— Что мы можем констатировать, опираясь на некоторые конкретные данные, — глубоко анализируя ситуацию, начала говорить о происходящем в городе, верующая Тотке. — По моим наблюдениям, в городе происходит ломка нравов. Плод — это своего рода лакмусовая бумажка. Которая высвечивает суть людей, их кредо, их веру, их честность. Особенно плохо поддаются влиянию перемен приезжие-контрактники. А они-то теперь и делают нравственную погоду в Анадыре. Я сама видела, как некоторые начальники поглощали по целому плоду и ни какому воздействию не подвергались. Это хронические, нравственные уроды. Для них в жизни материальные блага превыше всего.
— Про наслаждения, пьянки, баб тоже не забудь, — вставил художник.
Несколько его знакомых девушек перестали наведываться к художнику, перебежали в лагерь приезжих контрактников.
— Только без пошлостей! — сердито одернула Мерунова Лазатина. — Продолжайте! Очень верные и целебные выводы.
— Вывод таков, что нравственного разложения в городе не остановить. На город обрушились огромные деньги. Сюда приехало много разлагающихся личностей, чтобы нагреть руки на этих деньгах. Их душевное гниение, как страшная инфекция распространяется и среди истинных северян. Надо детей спасать. Анадырь на пороге катастрофы.
— Может, мы выступим с обращением к Абрамовичу? — предложил художник.
— Нас не поймут, — строго отрезала Лазатина.
Какое-то время все молчали. Поглощали чай и молчали. Беспомощность пугала. Вседозволенность других и оскорбляла, и наполняла страхом. Все попытки хоть что-то изменить казались бесполезными. Решения не могло быть. Тупик был холодным, тёмным, безжизненным. В темноте этого тупика гарцевал разврат и вседозволенность.
— Нужно посоветоваться с Владыкой Диомидом, — посоветовала верующая Тотке. — Может он найдет какой-то выход.
— В этом есть соль, если отступить от религиозного фанатизма, — глубокомысленно изрек художник.
— Меня всё время стало тянуть в церковь, — созналась Лазатина, — Не грехи замаливать, а укрепиться в борьбе за нравственность.
— А мне страшно за детей. — почему-то шепотом произнесла Вершкова. — Бессмертие человека в детях. Эпоха лжи их погубит.
— Чего-то мы стали кликушествовать ни в ту степь! — бодро заявил Мерунов. — Эпоху гниения под финансовым гнетом не остановить. У одних всегда будет денег много, а у других их всегда будет мало. Таков закон жизни. Нам его не изменить.
— Нам не законы нужно менять, а веру в них, — сказала Тотке.

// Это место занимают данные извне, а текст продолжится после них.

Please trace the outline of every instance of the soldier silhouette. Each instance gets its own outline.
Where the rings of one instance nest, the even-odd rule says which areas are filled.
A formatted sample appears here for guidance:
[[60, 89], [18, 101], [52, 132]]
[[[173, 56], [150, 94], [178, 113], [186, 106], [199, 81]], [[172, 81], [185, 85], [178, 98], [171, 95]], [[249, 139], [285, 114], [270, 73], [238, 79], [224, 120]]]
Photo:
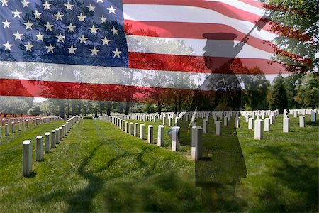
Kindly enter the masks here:
[[[241, 87], [231, 66], [247, 38], [245, 37], [235, 45], [235, 34], [205, 33], [203, 36], [207, 38], [203, 48], [205, 66], [211, 74], [195, 91], [188, 111], [239, 111]], [[185, 122], [175, 125], [179, 126], [181, 131], [189, 128]], [[201, 187], [203, 207], [208, 212], [231, 210], [229, 208], [235, 203], [236, 184], [247, 175], [235, 116], [230, 119], [228, 126], [222, 129], [222, 136], [203, 135], [203, 158], [195, 162], [196, 186]], [[182, 137], [180, 143], [189, 146], [191, 136]]]

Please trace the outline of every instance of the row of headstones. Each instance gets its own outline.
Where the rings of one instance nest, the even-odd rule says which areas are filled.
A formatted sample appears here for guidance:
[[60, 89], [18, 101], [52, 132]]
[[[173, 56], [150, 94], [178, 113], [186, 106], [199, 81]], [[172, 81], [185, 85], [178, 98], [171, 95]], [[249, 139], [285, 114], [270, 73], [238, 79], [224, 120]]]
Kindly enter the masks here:
[[[112, 123], [113, 124], [117, 126], [120, 129], [124, 131], [125, 133], [133, 135], [138, 137], [138, 123], [133, 123], [125, 121], [118, 116], [102, 116], [99, 117], [99, 120], [103, 120], [108, 122]], [[220, 121], [219, 121], [220, 124]], [[140, 138], [142, 140], [145, 139], [145, 126], [144, 124], [140, 124]], [[147, 142], [149, 143], [153, 143], [153, 126], [148, 125], [147, 126]], [[181, 144], [179, 142], [179, 126], [173, 126], [172, 128], [172, 151], [179, 151], [181, 149]], [[192, 126], [191, 129], [191, 158], [198, 160], [202, 158], [202, 150], [203, 150], [203, 128], [200, 126], [194, 125]], [[163, 125], [158, 126], [157, 131], [157, 146], [164, 146], [164, 126]]]
[[[51, 131], [51, 133], [45, 133], [45, 153], [50, 153], [51, 148], [55, 148], [56, 144], [60, 143], [62, 139], [69, 131], [71, 127], [79, 121], [81, 118], [75, 116], [67, 120], [63, 125]], [[36, 137], [35, 160], [43, 160], [43, 141], [42, 136]], [[25, 140], [23, 143], [23, 163], [22, 174], [25, 177], [29, 177], [32, 173], [32, 141]]]
[[40, 124], [52, 121], [54, 119], [58, 119], [57, 116], [40, 116], [40, 117], [18, 117], [18, 118], [9, 118], [9, 119], [1, 119], [0, 123], [1, 126], [4, 126], [5, 124], [10, 124], [12, 122], [18, 123], [18, 121], [22, 122], [23, 121], [33, 121], [34, 125], [39, 125]]
[[[46, 123], [46, 122], [57, 121], [59, 119], [60, 119], [59, 117], [52, 116], [52, 117], [45, 117], [45, 118], [40, 118], [40, 119], [33, 119], [33, 120], [29, 120], [29, 119], [21, 120], [21, 121], [18, 120], [16, 122], [12, 121], [11, 123], [11, 133], [13, 133], [16, 132], [16, 129], [18, 131], [21, 131], [21, 130], [25, 129], [29, 129], [29, 126], [30, 126], [29, 121], [33, 121], [33, 126], [38, 126], [38, 125], [40, 125], [44, 123]], [[5, 131], [4, 135], [6, 136], [8, 136], [9, 135], [9, 124], [5, 124], [4, 126], [4, 131]], [[2, 126], [0, 126], [0, 138], [1, 137], [1, 130], [2, 130]]]
[[[246, 122], [248, 122], [248, 129], [254, 129], [254, 138], [256, 140], [261, 140], [264, 137], [264, 131], [270, 131], [270, 125], [274, 124], [276, 119], [274, 115], [270, 115], [269, 118], [265, 118], [264, 121], [257, 118], [254, 122], [254, 118], [246, 117]], [[313, 122], [316, 121], [316, 112], [313, 111], [311, 113], [311, 121]], [[306, 126], [306, 118], [305, 116], [299, 116], [299, 127], [304, 128]], [[290, 131], [290, 119], [287, 115], [284, 115], [283, 120], [283, 129], [284, 133], [288, 133]]]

— Думаю, что нам нужно продолжать усилия по распространению загадочного светящегося плода и всячески пропагандировать здоровый образ жизни. — как бы подвела итог разговора Лазатина.
— Я всё-таки нарисую натюрморт с дефицитным плодом и освещу его в церкви. Может это позволит закрепить в истории наши усилия.
— Надо всем вместе сходить в церковь. Это поможет нам в борьбе за чистоту идеалов.
— Я с Тотке согласна, хотя как биолог могу сказать, что вера в Бога для меня всегда была проблемой, — призналась Лазатина.
— Я согласна с предложением о посещении церкви, Теперь модно ее посещать, — Вершкова поднялась из-за стола. — Я извиняюсь, но мне нужно зайти еще на службу, чтобы проверить, как там обстоят дела. Вчера нянечка заснула и оставила включенным электроприбор. Он замкнулся и мог быть пожар.
На Вершковой были тонкие, кожаные брюки в обтяжку. Её полные ляжки казались стальными.
«Очень сексуальная особа, — подумал художник. — Может попытаться написать ее портрет?»
Расходились с ощущением неудовлетворенности. Поговорить, поговорили, а что дальше? На данный вопрос пока ответа не было.
Лазатина тоже была разочарована результатами заседания Тайного Совета. Позже она напишет об этом в своем дневнике. Для себя она так и не уяснила: то, что в ней происходит, это любовное метание, есть результат плода или чистой биологии. Вершкова подтвердила, что и в ней эти перемены происходят, под воздействием плода. Но как плод воздействует на других женщин? Эпидемия разводов пока не захлестнула Анадырь. Значит воздействие плода не носит массового характера. Тут было над чем подумать, тут было что анализировать.